Strings/Unicode

Both Python and C++ have core types to represent text and these are expected to be freely interchangeable. cppyy makes it easy to do just that for the most common cases, while allowing customization where necessary to cover the full range of diverse use cases (such as different codecs). In addition to these core types, there is a range of other character types, from const char* and std::wstring to bytes, that see much less use, but are also fully supported.

std::string

The C++ core type std::string is considered the equivalent of Python’s str, even as purely implementation-wise, it is more akin to bytes: as a practical matter, a C++ programmer would use std::string where a Python developer would use str (and vice versa), not bytes.

A Python str is unicode, however, whereas an std::string is character based, thus conversions require encoding or decoding. To allow for different encodings, cppyy defers implicit conversions between the two types until forced, at which point it will default to seeing std::string as ASCII based and str to use the UTF-8 codec. To support this, the bound std::string has been pythonized to allow it to be a drop-in for a range of uses as appropriate within the local context.

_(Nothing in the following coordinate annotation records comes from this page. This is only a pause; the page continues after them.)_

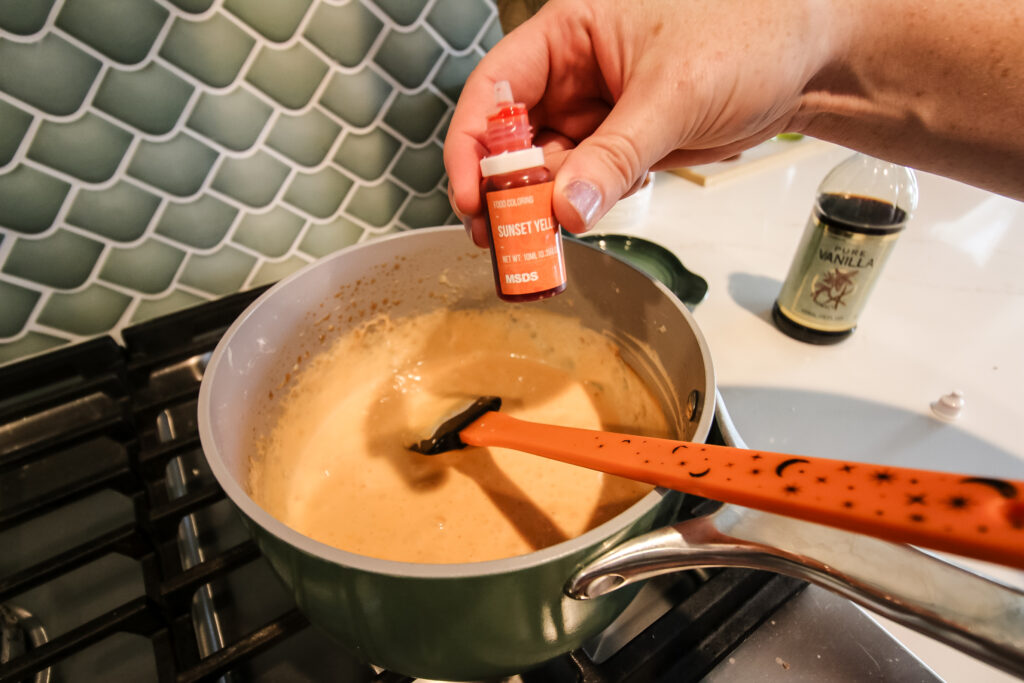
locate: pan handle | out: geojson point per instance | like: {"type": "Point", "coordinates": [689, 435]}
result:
{"type": "Point", "coordinates": [974, 614]}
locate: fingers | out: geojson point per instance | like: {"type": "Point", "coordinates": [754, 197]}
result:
{"type": "Point", "coordinates": [606, 165]}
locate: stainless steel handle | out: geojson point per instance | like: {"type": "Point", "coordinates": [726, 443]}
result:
{"type": "Point", "coordinates": [978, 616]}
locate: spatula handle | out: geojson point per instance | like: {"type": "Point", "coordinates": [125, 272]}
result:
{"type": "Point", "coordinates": [973, 516]}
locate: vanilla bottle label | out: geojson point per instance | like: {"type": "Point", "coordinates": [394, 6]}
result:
{"type": "Point", "coordinates": [833, 275]}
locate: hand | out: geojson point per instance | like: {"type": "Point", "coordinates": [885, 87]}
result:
{"type": "Point", "coordinates": [619, 87]}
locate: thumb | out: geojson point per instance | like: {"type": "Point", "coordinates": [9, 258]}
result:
{"type": "Point", "coordinates": [604, 166]}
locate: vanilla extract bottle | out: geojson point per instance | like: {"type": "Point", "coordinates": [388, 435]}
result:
{"type": "Point", "coordinates": [860, 210]}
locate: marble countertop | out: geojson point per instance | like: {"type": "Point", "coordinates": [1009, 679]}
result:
{"type": "Point", "coordinates": [946, 314]}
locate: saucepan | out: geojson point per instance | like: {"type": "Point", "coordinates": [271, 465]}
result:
{"type": "Point", "coordinates": [488, 620]}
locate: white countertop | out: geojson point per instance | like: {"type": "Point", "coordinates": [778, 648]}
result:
{"type": "Point", "coordinates": [947, 313]}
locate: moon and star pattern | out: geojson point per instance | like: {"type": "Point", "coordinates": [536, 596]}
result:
{"type": "Point", "coordinates": [973, 516]}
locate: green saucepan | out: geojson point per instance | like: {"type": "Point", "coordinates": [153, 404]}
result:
{"type": "Point", "coordinates": [453, 622]}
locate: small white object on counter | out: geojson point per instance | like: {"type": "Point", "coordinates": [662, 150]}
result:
{"type": "Point", "coordinates": [949, 407]}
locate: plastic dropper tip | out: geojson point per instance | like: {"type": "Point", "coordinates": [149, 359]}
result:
{"type": "Point", "coordinates": [503, 92]}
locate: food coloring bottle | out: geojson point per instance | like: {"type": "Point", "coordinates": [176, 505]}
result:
{"type": "Point", "coordinates": [861, 208]}
{"type": "Point", "coordinates": [525, 241]}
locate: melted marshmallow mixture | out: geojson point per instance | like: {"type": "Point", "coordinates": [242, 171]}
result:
{"type": "Point", "coordinates": [336, 465]}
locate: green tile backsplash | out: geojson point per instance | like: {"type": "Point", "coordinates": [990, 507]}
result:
{"type": "Point", "coordinates": [159, 154]}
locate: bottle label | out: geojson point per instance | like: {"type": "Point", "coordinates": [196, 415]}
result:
{"type": "Point", "coordinates": [833, 275]}
{"type": "Point", "coordinates": [527, 245]}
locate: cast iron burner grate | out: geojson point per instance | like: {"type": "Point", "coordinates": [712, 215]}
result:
{"type": "Point", "coordinates": [118, 543]}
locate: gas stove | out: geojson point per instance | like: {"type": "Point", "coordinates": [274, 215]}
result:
{"type": "Point", "coordinates": [123, 559]}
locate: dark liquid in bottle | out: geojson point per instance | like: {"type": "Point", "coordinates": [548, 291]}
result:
{"type": "Point", "coordinates": [853, 214]}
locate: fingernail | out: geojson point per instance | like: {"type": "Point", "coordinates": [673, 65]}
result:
{"type": "Point", "coordinates": [585, 198]}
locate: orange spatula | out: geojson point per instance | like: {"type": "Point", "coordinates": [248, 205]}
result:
{"type": "Point", "coordinates": [973, 516]}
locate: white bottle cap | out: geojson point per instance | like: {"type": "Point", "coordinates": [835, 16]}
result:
{"type": "Point", "coordinates": [507, 162]}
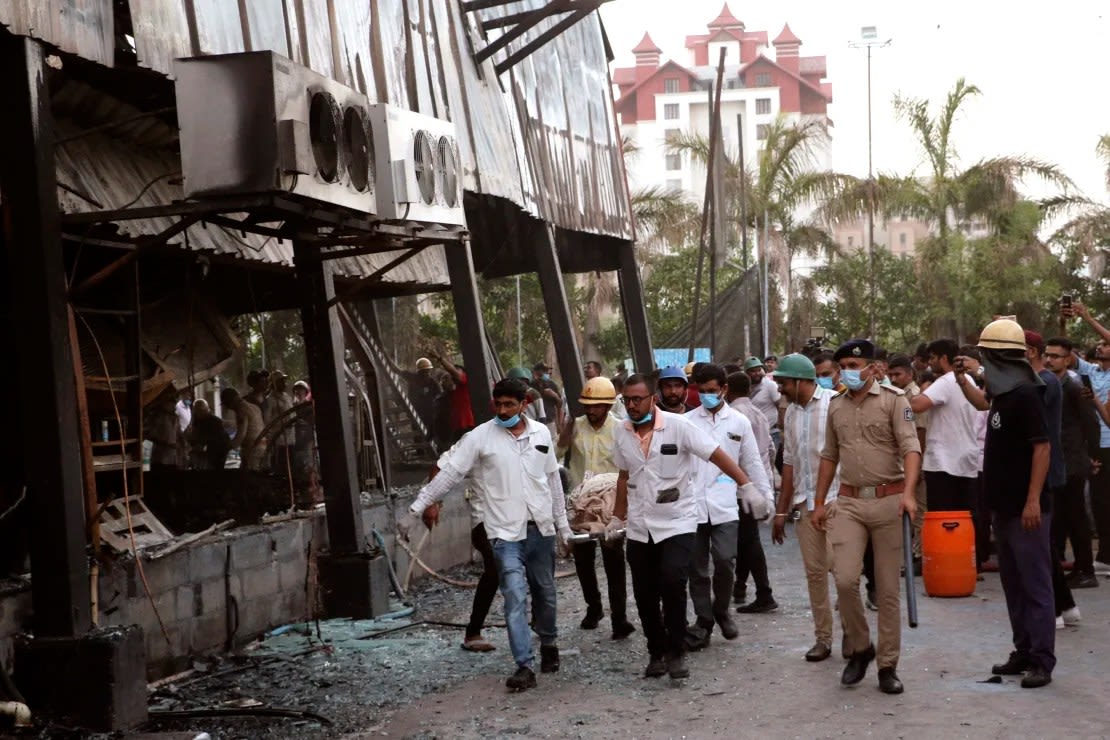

In particular, it is sometimes necessary (e.g. for function arguments that take a non-const reference or a pointer to non-const std::string variables), to use an actual std::string instance to allow in-place modifications. The pythonizations then allow their use where str is expected. For example:

>>> cppyy.cppexec("std::string gs;")
True
>>> cppyy.gbl.gs = "hello"
>>> type(cppyy.gbl.gs)   # C++ std::string type
<class cppyy.gbl.std.string at 0x7fbb02a89880>
>>> d = {"hello": 42}    # dict filled with str
>>> d[cppyy.gbl.gs]      # drop-in use of std::string -> str
42
>>>

To handle codecs other than UTF-8, the std::string pythonization adds a decode method, with the same signature as the equivalent method of bytes. If it is known that a specific C++ function always returns an std::string representing unicode with a codec other than UTF-8, it can in turn be explicitly pythonized to do the conversion with that codec.

std::string_view

It is possible to construct a (char-based) std::string_view from a Python str, but it requires the unicode object to be encoded and by default, UTF-8 is chosen. This will give the expected result if all characters in the str are from the ASCII set, but otherwise it is recommend to encode on the Python side and pass the resulting bytes object instead.

std::wstring

C++’s “wide” string, std::wstring, is based on wchar_t, a character type that is not particularly portable as it can be 2 or 4 bytes in size, depending on the platform. cppyy supports std::wstring directly, using the wchar_t array conversions provided by Python’s C-API.

const char*

The C representation of text, const char*, is problematic for two reasons: it does not express ownership; and its length is implicit, namely up to the first occurrence of '\0'. The first can, up to an extent, be ameliorated: there are a range of cases where ownership can be inferred. In particular, if the C string is set from a Python str, it is the latter that owns the memory and the bound proxy of the former that in turn owns the (unconverted) str instance. However, if the const char*’s memory is allocated in C/C++, memory management is by necessity fully manual. Length, on the other hand, can only be known in the case of a fixed array. However even then, the more common case is to use the fixed array as a buffer, with the actual string still only extending up to the '\0' char, so that is assumed. (C++’s std::string suffers from none of these issues and should always be preferred when you have a choice.)

char*

The C representation of a character array, char*, has all the problems of const char*, but in addition is often used as “data array of 8-bit int”.

character types

cppyy directly supports the following character types, both as single variables and in array form: char, signed char, unsigned char, wchar_t, char16_t, and char32_t.